Surprisingly, the Crypto project that promised 5% returns per week turned out to be a Ponzi scheme
Last May, the FBI arrested EminiFX founder Eddy Alexandre after charging him with fraud.
In June, the Department of Justice and the Commodity Futures Trading Commission accused his cryptocurrency firm EminiFX of being a Ponzi scheme, arguing that it defrauded thousands of investors of $59 million.
And now, according to a preliminary report, it appears the company has made a lot more money than initially thought, raising $250 million from around 62,000 user accounts between September 2021 and May 2022. The Washington Post reports.
This is a highly publicized example of a crypto firm seemingly exposed for what it really is: a scam. It certainly wouldn’t be the first. Yet, if the allegations are true, they stand out for their lies.
“It’s like no other case I’ve followed,” wrote WaPo columnist Michelle Singletary.
EminiFX has promised investors returns of at least five percent per week, which should already raise countless red flags, using what it claims is a proprietary trading system that it claims has invested money. money in the foreign exchange markets.
But investigators quickly figured out the ruse, finding he was most likely using investor funds to pay other investors, a hallmark of a Ponzi scheme.
There was even a “multi-level marketing aspect” to EminiFX’s operations, according to Singletary, rewarding those who recruit others with bonuses.
While returns remained positive each week, “I found no investment activity to support these returns,” said David Castleman, an attorney at Raines Feldman LLP, which filed the preliminary report. WaPo.
This is where the story gets even wilder. Many investors – or victims – are from Haiti and support Alexandre, who was born there. A petition on Change.org has already been signed by nearly 14,000 EminiFX investors.

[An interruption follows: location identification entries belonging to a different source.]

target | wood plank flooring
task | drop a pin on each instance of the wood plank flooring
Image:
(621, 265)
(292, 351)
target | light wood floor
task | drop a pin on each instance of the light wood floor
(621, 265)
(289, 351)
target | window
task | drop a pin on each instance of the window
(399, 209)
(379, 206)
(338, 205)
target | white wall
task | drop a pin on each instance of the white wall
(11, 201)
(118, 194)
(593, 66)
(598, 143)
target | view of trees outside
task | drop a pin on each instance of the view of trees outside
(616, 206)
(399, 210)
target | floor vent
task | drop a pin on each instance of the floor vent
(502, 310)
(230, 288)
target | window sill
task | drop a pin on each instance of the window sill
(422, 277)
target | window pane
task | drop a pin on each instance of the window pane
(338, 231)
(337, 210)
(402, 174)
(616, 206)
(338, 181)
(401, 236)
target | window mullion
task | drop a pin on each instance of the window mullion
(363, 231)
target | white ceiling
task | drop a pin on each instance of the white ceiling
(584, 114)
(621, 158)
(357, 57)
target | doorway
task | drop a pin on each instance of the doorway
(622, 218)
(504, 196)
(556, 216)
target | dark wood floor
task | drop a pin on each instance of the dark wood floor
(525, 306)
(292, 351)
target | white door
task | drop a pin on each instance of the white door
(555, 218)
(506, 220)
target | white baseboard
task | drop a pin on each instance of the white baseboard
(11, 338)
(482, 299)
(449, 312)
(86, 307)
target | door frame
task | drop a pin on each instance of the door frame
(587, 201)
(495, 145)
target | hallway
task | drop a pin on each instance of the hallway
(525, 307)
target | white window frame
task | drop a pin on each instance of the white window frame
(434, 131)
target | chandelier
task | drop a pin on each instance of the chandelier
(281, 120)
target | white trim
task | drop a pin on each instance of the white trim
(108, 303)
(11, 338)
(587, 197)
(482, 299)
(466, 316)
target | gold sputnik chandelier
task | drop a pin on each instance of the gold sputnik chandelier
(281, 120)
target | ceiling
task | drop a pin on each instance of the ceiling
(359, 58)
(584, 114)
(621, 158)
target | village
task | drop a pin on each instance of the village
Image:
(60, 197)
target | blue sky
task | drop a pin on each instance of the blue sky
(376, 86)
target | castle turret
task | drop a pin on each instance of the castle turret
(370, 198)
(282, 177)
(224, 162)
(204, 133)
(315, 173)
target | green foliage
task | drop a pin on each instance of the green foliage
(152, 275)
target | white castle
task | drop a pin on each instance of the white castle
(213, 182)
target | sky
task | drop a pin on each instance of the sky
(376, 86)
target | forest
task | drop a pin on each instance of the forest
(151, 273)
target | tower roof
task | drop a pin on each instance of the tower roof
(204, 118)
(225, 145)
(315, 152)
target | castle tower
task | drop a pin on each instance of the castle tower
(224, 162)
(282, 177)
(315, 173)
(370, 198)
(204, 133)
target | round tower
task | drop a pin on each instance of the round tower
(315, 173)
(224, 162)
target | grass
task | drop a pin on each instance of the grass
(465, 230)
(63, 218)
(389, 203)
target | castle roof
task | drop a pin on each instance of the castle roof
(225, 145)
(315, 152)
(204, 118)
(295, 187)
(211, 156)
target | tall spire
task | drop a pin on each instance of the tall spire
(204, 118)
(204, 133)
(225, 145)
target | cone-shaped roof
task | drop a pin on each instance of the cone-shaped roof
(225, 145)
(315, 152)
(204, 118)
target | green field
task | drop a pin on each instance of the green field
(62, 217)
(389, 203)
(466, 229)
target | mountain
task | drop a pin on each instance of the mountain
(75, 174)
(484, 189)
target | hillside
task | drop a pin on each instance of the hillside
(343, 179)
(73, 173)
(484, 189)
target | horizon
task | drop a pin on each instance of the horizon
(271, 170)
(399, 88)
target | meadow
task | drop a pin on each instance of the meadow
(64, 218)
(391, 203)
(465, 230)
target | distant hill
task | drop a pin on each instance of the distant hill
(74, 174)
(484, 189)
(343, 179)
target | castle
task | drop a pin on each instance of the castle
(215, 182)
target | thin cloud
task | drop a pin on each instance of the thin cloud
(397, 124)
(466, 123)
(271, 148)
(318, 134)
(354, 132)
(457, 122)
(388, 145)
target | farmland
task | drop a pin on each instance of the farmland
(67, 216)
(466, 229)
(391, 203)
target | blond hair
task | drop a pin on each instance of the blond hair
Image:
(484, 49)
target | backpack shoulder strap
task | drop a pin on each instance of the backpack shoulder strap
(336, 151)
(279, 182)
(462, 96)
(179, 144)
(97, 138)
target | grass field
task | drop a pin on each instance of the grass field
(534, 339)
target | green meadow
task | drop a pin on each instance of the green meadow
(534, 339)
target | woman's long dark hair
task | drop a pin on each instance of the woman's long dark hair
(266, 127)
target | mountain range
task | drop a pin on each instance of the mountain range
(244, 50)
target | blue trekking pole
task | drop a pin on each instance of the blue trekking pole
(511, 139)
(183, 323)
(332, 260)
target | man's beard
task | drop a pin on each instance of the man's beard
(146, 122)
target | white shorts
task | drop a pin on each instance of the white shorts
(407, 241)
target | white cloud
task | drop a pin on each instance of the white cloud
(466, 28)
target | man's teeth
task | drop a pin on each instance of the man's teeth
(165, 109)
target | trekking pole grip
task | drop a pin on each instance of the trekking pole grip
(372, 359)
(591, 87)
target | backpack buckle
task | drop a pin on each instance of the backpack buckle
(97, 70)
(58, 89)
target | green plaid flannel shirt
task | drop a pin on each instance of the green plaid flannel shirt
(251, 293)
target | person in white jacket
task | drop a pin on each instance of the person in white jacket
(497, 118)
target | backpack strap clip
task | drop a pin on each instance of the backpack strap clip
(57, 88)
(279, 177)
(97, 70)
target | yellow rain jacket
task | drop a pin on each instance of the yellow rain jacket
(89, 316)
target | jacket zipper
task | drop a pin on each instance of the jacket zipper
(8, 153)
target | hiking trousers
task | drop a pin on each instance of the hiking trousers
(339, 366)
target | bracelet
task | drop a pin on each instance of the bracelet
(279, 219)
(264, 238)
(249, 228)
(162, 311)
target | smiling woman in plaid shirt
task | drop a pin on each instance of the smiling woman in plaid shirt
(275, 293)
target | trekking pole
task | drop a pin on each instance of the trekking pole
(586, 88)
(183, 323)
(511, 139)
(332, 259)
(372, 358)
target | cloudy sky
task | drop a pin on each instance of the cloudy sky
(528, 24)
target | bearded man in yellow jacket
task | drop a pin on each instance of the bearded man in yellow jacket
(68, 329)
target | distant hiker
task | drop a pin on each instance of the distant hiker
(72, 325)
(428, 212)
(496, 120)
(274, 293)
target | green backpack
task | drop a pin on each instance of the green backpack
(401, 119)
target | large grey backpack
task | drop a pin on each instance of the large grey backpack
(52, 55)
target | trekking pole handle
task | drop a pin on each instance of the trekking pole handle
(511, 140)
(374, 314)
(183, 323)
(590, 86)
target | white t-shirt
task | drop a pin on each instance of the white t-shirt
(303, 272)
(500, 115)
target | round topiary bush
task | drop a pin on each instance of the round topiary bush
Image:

Users saw the returns, but never opted to cash out so they could reinvest the amount for future returns, which is exactly what makes a Ponzi scheme work.
“Many users appear to have never withdrawn or redeemed funds,” Castleman noted in a report, cited by WaPo.
Worse still, Castleman found that there was no evidence that the real estate investment system even existed.
It’s a devastating story that seems to illustrate an age-old lesson: if it sounds too good to be true — above all in the chaotic crypto world – it’s probably a scam.
The fact that Alexander still enjoys substantial support from his victims only adds to the grief.